In a generally known structure of an organic electroluminescence element (hereinafter referred to as “organic EL element”), an anode made of a transparent electrode, a hole transport layer, a light emitting layer, an electron injection layer, and a cathode are stacked on a surface of a transparent substrate in this order. In this organic EL element, light is produced in an organic light emitting layer in response to application of voltage between the anode and the cathode, and the produced light passes through the transparent electrode and the transparent substrate and emerges outside.
Generally, the organic EL element has the light-outcoupling efficiency in the range of about 20% to 30%. Such low light-outcoupling efficiency means that 70% to 80% of the total amount of produced light does not effectively contribute to light emission. This is because, due to total reflection at interfaces between materials with different refractive indexes, light absorption by materials, and the like, light cannot be effectively propagated to an outside in which light emission is observed. Consequently, it is considered that improvement of the light-outcoupling efficiency causes a great increase in the efficiency of the organic EL element.

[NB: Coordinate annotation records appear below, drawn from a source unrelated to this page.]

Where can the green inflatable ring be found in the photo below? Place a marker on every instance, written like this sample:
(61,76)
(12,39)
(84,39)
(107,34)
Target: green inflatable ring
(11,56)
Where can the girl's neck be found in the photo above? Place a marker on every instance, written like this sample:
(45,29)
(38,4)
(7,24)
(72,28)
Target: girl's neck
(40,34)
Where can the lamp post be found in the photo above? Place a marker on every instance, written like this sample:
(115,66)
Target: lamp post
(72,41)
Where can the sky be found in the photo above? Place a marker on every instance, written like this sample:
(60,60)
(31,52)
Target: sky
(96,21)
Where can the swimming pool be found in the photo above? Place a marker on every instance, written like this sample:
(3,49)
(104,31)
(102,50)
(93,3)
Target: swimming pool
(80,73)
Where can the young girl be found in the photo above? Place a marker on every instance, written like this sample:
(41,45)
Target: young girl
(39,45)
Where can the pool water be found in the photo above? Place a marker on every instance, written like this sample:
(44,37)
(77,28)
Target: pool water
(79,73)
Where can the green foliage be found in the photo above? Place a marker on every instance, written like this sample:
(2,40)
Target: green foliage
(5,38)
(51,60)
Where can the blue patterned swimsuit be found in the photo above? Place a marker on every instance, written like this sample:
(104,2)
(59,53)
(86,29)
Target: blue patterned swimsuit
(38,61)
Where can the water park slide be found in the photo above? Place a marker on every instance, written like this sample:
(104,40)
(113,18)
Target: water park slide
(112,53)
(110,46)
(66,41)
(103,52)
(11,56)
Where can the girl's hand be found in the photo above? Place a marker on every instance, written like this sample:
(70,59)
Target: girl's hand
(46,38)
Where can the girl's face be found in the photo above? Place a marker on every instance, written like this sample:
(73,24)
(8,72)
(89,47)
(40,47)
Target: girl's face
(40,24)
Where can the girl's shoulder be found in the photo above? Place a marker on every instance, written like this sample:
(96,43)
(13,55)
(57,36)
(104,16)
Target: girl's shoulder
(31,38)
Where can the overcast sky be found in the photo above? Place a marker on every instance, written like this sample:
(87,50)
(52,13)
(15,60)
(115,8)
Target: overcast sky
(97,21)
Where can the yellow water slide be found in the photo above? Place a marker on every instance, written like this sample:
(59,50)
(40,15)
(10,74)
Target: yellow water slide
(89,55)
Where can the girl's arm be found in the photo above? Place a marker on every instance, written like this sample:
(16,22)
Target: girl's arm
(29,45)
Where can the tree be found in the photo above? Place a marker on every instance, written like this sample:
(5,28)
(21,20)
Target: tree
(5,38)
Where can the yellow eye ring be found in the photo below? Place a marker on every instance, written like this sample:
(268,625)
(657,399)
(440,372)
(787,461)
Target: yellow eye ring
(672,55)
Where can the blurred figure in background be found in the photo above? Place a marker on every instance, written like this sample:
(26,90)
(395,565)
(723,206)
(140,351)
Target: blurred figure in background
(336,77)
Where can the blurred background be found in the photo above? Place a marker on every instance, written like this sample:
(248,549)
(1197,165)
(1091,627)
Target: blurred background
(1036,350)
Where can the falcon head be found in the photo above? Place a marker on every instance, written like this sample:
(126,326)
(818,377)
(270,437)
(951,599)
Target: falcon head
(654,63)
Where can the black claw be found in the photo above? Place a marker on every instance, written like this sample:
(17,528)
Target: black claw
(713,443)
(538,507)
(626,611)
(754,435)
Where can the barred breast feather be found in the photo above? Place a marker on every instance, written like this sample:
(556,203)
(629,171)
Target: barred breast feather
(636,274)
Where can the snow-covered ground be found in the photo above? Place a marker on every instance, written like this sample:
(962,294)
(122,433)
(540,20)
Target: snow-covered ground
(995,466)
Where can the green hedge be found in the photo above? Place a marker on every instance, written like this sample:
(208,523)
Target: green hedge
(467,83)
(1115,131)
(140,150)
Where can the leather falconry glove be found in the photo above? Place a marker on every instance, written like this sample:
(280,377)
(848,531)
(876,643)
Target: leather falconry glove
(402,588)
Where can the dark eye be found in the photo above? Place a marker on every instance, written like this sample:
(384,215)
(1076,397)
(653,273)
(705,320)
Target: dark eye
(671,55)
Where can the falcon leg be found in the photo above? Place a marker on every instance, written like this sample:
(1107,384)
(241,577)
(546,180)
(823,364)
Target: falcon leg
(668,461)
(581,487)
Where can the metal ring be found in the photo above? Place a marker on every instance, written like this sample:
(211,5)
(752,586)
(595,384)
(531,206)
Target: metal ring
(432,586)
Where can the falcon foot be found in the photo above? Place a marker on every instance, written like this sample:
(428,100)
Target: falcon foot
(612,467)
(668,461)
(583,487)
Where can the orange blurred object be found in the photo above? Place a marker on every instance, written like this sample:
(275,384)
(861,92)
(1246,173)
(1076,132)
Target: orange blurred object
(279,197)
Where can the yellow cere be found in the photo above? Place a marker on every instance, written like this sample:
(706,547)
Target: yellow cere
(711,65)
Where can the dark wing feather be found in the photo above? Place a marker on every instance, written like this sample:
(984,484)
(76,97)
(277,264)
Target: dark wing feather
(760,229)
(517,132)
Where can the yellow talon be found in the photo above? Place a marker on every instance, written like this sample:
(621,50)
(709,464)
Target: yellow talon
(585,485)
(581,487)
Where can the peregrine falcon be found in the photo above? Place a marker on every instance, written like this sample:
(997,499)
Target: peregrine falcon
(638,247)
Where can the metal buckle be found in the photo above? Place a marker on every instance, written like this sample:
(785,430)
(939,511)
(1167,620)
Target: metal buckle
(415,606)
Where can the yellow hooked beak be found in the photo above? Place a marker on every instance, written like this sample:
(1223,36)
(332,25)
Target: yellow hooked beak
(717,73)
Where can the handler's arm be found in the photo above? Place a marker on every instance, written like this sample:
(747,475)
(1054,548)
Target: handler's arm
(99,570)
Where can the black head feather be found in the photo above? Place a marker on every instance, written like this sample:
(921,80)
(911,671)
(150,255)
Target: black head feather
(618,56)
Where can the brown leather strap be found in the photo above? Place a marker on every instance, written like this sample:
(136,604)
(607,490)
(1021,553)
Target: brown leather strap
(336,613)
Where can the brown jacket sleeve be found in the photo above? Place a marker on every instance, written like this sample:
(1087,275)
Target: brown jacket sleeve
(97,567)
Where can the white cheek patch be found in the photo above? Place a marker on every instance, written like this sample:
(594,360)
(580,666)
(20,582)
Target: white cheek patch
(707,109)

There is studied and developed actively to improve the light-outcoupling efficiency. Especially, there have been many efforts to increase the amount of light which is produced in the organic layer and reaches the substrate layer. Generally, the refractive index of the organic layer is equal to or more than about 1.7, and normally the refractive index of the glass layer serving as the substrate is about 1.5. Therefore, a loss caused by total reflection at the interface between the organic layer and the glass layer (thin film waveguide mode) probably reaches about 50% of the total amount of radiated light. In view of this, it is possible to greatly improve the light-outcoupling efficiency of the organic EL element by decreasing the loss caused by the total reflection between the organic layer and the substrate.
Providing one or more diffraction gratings between the organic layer and the substrate is considered as a method for reducing total reflection loss. For example, patent literature 1 (JP 2991183 B2) proposes extracting a larger amount of light by changing angles of rays of light with one or more diffraction gratings.
Further, use of interference is considered as one of means for improving the light-outcoupling efficiency. For example, patent literature 2 (JP 2004-165154 A) discloses adjusting optical thicknesses by use of the interference in view of differences of phases so as to maximize a component of light.